La destruction du salariat selon Robert Castel
Créé le 13-03-2013 à 19h12 - Mis à jour à 19h27
Par BibliObs
Que fera-t-on quand le travail cessera de structurer la société ? C'était la grande affaire du sociologue, mort mardi 12 mars. Entretien avec son collègue et ami, François Dubet.
BibliObs Vous étiez proche de Robert Castel. Comment résumeriez-vous sa trajectoire intellectuelle ?
François Dubet (photo ci-dessous) On s’est beaucoup rapprochés l’un de l’autre il y a une vingtaine d’années. Nous avions un intérêt réciproque pour nos travaux respectifs. Nous partagions aussi le fait de n’appartenir à aucune école, aucun groupe, aucune secte pour parler brutalement, même s'il a été proche de Bourdieu, de Foucault aussi, intellectuellement. Je viens de tomber sur une phrase de lui : «Le bon usage qu’il faut faire des grands hommes, si l’on veut rester libre, consiste à ne pas en être trop près.»
En fait, il y a deux Robert Castel. Il a participé à cet esprit des années 1970 qui dénonçait le contrôle social, notamment par l’hôpital et la psychiatrie. Il a été le vecteur de la traduction d’«Asiles» d’Erwin Goffman, qui a eu un énorme succès. Mais il n’a jamais été totalement embrigadé dans ces affaires. Pendant les années 1980, il se fait relativement silencieux. Et puis, dans les années 1990, on voit apparaître le Robert Castel de la maturité, si je puis dire: son travail est différent, presque antagonique avec ce qu’il avait écrit jusqu’alors. Cela intervient quand il publie «les Métamorphoses de la question sociale»: après avoir pensé que la société opprime parce qu’elle est la société, il devient durkheimien. Sa peur, c'est que la destruction du salariat entraîne celle de l’individu.
Quelle est l’importance des «Métamorphoses de la question sociale» ?
Le livre est publié un siècle après «la Division du travail social» de Durkheim. Il a un peu le même statut. On pourrait aussi le rapprocher de «la Grande transformation» de Karl Polanyi. La société a besoin de récits, et ce sont des livres qui en fournissent un. Ce qu’il a montré, c’est que depuis plusieurs siècles s’est construite une société salariale, dans laquelle l’individu se structure autour du salariat. Ce n’est pas seulement une forme d’exploitation : c'est aussi quelque chose qui a produit de la liberté et des liens sociaux. Il était très angoissé par la disparition de ce support. Il n’y voyait pas d’alternative. Il n’y voyait pas d’alternative. Il n’était pas un de ces sociologues critiques pour qui tout est fichu, mais il restait très attaché à la question sociale. Ses travaux sur les jeunes de banlieue ou sur le monde du travail montraient qu’il était quelqu’un de libéral et moderne sur le plan des valeurs, mais qui ne croyait pas qu’on pourrait se détacher du socle salarial.

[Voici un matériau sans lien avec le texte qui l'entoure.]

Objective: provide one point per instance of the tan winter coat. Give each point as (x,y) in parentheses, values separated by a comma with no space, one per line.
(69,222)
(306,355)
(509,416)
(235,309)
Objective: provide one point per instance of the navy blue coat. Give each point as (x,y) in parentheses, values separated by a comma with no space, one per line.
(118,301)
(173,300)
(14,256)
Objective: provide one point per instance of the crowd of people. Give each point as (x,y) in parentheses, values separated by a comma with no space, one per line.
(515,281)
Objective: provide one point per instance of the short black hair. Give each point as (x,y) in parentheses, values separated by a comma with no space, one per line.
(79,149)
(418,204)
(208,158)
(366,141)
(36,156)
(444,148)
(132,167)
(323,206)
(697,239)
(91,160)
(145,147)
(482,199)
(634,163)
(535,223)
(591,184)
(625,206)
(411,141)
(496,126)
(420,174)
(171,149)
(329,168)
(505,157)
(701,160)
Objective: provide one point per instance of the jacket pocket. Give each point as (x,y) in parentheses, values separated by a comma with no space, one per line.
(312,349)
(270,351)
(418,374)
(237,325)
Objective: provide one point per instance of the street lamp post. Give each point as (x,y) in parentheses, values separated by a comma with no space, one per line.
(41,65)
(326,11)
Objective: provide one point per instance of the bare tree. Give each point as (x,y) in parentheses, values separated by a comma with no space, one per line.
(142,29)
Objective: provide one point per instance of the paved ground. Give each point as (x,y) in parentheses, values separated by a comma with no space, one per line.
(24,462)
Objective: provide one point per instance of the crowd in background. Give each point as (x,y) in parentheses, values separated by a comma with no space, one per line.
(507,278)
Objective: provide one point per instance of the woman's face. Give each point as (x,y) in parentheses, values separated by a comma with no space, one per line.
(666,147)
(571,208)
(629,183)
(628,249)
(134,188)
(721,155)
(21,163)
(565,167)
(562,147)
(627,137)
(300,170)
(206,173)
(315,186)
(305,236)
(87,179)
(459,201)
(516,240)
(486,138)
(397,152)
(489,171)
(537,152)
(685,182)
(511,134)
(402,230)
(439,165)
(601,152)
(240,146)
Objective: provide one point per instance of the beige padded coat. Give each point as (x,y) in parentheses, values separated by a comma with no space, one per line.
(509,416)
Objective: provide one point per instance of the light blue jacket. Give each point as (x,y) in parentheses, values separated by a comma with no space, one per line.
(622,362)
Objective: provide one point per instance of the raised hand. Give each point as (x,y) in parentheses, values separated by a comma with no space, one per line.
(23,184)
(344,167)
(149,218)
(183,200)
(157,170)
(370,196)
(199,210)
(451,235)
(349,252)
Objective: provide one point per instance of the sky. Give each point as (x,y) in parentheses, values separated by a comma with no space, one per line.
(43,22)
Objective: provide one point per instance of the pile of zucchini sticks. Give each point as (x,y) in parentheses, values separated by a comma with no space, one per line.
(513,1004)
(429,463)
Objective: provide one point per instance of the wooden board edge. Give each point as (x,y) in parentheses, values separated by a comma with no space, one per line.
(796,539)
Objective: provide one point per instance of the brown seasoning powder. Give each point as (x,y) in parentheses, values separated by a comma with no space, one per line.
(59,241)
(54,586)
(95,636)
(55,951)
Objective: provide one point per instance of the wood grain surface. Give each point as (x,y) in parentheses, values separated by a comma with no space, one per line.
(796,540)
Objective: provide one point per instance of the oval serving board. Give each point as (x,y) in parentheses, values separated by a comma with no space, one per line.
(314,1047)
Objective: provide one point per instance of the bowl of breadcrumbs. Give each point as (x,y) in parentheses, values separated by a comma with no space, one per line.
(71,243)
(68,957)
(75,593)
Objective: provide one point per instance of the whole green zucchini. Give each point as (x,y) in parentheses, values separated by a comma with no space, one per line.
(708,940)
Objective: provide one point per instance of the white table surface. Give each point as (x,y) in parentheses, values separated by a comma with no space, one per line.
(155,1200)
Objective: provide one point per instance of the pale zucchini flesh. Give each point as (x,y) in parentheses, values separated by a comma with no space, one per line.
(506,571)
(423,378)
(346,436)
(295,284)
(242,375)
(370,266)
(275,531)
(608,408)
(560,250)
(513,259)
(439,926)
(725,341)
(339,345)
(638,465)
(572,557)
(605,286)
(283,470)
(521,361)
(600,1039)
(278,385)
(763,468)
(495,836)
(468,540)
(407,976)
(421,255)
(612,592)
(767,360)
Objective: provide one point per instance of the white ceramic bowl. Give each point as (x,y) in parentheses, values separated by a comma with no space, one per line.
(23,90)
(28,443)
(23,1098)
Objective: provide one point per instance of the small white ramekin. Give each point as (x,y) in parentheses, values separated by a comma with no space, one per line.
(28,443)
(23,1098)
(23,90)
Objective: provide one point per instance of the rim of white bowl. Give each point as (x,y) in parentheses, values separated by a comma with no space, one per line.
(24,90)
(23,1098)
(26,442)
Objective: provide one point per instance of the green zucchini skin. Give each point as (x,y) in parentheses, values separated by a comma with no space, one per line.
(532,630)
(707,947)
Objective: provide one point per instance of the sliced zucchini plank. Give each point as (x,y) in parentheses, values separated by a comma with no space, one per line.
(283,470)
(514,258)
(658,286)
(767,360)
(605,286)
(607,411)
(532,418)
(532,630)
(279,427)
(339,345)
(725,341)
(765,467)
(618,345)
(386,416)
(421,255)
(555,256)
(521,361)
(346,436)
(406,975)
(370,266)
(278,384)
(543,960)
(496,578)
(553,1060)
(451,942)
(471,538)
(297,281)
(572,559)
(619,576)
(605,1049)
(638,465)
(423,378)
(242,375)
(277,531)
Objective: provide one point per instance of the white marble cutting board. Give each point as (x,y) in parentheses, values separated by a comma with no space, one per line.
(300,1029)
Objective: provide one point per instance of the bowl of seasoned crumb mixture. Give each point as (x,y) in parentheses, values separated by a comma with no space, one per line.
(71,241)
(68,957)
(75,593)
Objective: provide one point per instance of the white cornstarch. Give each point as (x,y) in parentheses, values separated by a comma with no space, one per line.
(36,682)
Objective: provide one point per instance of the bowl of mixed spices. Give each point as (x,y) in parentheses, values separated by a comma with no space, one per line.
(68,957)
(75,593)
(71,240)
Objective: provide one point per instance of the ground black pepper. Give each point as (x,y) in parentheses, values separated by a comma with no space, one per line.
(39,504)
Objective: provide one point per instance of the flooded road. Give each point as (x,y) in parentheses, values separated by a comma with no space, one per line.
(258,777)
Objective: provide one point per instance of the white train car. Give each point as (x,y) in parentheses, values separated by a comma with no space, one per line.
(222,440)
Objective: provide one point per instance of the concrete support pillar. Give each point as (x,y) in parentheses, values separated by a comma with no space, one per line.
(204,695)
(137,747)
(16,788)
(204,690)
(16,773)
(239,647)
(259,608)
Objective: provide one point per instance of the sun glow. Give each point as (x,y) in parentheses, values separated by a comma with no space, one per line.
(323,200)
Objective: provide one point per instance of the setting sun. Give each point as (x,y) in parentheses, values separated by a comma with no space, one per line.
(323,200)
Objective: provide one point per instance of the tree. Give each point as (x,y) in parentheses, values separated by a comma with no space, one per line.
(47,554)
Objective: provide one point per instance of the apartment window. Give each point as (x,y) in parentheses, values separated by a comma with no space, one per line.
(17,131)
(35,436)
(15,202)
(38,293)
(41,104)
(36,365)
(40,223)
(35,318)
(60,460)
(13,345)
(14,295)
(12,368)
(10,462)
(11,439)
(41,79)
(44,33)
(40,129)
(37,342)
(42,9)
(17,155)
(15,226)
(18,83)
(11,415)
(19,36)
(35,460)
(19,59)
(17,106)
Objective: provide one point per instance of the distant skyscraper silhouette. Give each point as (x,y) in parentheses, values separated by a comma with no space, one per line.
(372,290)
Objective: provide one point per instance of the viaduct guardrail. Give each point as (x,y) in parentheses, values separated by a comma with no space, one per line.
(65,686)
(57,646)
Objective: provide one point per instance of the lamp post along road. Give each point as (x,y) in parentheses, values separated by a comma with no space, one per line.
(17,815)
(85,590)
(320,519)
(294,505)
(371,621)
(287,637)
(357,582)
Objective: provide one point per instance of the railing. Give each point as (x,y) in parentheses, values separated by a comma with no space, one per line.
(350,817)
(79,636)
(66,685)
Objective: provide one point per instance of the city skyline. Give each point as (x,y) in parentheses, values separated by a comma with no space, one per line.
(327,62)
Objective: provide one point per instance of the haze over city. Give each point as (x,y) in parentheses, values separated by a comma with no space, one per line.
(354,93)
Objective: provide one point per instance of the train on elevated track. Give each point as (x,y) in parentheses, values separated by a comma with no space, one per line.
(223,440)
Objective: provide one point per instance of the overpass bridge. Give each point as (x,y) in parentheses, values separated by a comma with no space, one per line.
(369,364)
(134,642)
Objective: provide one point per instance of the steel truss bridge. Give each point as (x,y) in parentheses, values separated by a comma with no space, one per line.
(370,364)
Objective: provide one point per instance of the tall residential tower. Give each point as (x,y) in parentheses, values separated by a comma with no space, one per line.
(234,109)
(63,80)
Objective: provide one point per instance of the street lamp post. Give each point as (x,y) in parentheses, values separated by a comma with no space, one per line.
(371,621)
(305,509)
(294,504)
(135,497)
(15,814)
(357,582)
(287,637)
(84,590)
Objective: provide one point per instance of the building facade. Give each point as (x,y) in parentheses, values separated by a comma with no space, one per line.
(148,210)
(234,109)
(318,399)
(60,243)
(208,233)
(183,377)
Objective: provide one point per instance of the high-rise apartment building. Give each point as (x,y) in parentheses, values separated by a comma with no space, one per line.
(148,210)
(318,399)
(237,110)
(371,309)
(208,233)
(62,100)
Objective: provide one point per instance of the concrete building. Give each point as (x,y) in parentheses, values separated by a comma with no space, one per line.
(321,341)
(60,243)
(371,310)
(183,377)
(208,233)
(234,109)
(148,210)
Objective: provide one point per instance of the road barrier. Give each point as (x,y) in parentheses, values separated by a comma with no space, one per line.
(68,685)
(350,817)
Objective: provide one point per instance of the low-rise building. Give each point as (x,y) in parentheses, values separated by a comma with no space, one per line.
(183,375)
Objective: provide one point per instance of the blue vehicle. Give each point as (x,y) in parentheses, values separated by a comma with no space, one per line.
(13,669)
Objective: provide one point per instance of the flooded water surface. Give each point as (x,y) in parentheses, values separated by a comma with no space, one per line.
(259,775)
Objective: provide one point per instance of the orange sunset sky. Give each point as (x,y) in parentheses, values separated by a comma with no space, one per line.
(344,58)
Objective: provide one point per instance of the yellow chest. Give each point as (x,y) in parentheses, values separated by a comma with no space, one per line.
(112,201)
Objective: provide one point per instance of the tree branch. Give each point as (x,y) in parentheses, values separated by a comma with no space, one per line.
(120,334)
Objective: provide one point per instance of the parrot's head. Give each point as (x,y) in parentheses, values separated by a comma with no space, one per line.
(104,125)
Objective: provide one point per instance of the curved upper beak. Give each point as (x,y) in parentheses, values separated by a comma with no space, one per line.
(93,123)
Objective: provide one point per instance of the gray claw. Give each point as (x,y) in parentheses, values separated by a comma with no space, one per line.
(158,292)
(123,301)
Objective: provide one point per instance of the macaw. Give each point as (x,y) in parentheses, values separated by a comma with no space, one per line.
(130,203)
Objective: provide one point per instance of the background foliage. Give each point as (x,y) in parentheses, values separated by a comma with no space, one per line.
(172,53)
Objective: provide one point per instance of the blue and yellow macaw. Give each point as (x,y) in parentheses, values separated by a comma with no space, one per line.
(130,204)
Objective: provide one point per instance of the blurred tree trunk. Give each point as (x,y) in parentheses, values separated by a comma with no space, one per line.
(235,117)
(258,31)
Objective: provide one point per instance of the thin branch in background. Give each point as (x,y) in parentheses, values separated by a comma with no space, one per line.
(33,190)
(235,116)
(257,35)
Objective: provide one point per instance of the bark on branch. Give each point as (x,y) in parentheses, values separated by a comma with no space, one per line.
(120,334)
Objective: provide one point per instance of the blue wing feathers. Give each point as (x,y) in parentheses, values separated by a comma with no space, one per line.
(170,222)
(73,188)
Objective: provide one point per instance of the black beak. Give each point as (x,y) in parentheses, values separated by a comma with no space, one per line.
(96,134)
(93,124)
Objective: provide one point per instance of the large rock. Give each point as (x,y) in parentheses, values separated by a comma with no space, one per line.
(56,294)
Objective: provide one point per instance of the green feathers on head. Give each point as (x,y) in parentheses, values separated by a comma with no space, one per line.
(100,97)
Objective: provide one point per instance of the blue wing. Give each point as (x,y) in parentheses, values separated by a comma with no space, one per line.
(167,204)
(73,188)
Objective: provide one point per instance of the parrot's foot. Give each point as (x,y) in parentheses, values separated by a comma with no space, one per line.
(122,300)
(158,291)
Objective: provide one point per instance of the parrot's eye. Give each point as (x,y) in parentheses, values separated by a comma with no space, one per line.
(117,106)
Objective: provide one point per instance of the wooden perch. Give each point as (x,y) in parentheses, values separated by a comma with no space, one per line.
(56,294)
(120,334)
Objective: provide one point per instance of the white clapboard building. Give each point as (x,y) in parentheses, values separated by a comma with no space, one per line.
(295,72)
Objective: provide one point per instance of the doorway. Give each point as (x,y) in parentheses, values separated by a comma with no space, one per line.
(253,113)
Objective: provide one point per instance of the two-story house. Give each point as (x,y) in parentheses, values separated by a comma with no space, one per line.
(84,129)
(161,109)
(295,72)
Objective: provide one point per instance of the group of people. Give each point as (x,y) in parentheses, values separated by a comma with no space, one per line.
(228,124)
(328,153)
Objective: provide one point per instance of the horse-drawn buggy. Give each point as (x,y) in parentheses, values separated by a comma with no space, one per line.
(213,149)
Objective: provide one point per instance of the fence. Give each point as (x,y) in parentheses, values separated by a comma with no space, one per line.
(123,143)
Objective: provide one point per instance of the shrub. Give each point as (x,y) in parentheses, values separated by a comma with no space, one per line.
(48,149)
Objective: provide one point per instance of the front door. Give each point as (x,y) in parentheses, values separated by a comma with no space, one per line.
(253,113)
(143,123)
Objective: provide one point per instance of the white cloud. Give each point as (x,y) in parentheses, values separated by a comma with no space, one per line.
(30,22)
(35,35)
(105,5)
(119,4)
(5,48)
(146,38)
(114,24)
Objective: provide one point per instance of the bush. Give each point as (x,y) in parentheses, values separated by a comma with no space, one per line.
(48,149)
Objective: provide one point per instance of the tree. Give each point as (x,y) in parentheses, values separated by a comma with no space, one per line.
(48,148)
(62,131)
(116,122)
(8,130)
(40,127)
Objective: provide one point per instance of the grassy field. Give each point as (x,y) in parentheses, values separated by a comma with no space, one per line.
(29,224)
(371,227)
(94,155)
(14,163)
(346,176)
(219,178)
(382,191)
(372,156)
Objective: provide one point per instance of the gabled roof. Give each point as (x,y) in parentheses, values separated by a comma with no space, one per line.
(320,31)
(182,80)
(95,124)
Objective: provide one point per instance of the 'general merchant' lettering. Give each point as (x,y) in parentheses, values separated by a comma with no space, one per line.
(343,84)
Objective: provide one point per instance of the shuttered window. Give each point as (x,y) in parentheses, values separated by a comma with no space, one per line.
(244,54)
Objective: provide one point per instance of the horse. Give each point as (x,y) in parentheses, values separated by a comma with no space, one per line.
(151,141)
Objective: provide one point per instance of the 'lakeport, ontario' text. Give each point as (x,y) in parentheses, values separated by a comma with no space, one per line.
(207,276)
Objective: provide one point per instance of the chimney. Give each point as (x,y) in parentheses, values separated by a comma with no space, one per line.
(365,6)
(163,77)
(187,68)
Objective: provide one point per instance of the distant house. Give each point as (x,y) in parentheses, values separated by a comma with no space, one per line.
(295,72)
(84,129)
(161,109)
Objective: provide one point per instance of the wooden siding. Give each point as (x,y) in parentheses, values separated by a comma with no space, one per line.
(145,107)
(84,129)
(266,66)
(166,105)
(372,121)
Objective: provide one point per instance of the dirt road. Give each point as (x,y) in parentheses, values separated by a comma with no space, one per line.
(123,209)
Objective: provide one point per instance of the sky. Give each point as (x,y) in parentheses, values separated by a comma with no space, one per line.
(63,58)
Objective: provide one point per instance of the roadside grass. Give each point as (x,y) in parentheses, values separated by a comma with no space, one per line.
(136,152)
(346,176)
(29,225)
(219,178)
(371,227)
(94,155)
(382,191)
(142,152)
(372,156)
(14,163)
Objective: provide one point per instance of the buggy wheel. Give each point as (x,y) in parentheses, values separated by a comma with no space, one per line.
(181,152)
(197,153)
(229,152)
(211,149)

Lire notre critique des «Métamorphoses de la question sociale»
Quelle était sa philosophie ?
Professeur de sociologie à l'université de Bordeaux-II et directeur d'études à l'EHESS, François Dubet vient de publier "Pourquoi moi ? L'expérience des discriminations" (Seuil)
Sa pensée a deux piliers. Le premier, c’est de ramener un grand nombre de problèmes à la question sociale, à la misère, à l’absence de démocratie. Dans «la Discrimination négative», il insistait sur la question sociale derrière ce qu’on appelle les problèmes de la banlieue. C’est une constante très forte. La seconde question que pose son travail, c’est celle de l’individu. Il est resté un philosophe. Il pensait que le propre de la modernité, c’est de promouvoir l’individu et de garantir son autonomie. Mais pour lui, ce projet ne pouvait pas être la revendication d’un héroïsme détaché de l’environnement qui le produit. Il essayait de réfléchir à l’articulation des deux échelles. Mais sans s’arque bouter sur ses positions. Il n’a jamais pensé par exemple que les années 1960 étaient un idéal auquel il fallait revenir. Il le pensait d’autant moins que sa propre histoire l’amenait à mettre ce genre de nostalgie en doute. Il venait d’un milieu extrêmement modeste. Il n’en a jamais trop parlé. Il n’idéalisait pas la classe ouvrière, le peuple, le sujet historique. C’était quelqu’un de prudent, au sens fort du terme. Il se méfiait des positions radicales, éclatantes, spectaculaires.
Le livre de Robert Castel que vous retiendrez ?
On avait eu pas mal de débat autour d’un livre : «la Montée des incertitudes», en 2009, son dernier grand livre. Il reprenait tous ces thèmes, et ne cessait de militer pour qu’on trouve des moyens de substituer au salariat classique des nouvelles formes de stabilité. Dans l’idée que les individus puissent agir, et non pas seulement pour protéger la société. Le livre abordait des questions très précises de droit du travail, de politique de la ville, domaines que Robert connaissait très bien.
Il pratiquait donc une sociologie militante.
Disons qu’il s’interrogeait sur les conditions de la protection sociale, qui pour lui ne se négociait pas. Il pensait que la démocratie politique suppose l’avènement d’une démocratie sociale et culturelle (donc aussi un droit à la singularité). Durkheim disait que si la sociologie ne servait à rien, elle ne mériterait pas une heure d’effort. Il était résolument à gauche, résolument favorable à l’action syndicale, mais ce n’était ni un idéologue, ni un maniaque du tract ou de la pétition.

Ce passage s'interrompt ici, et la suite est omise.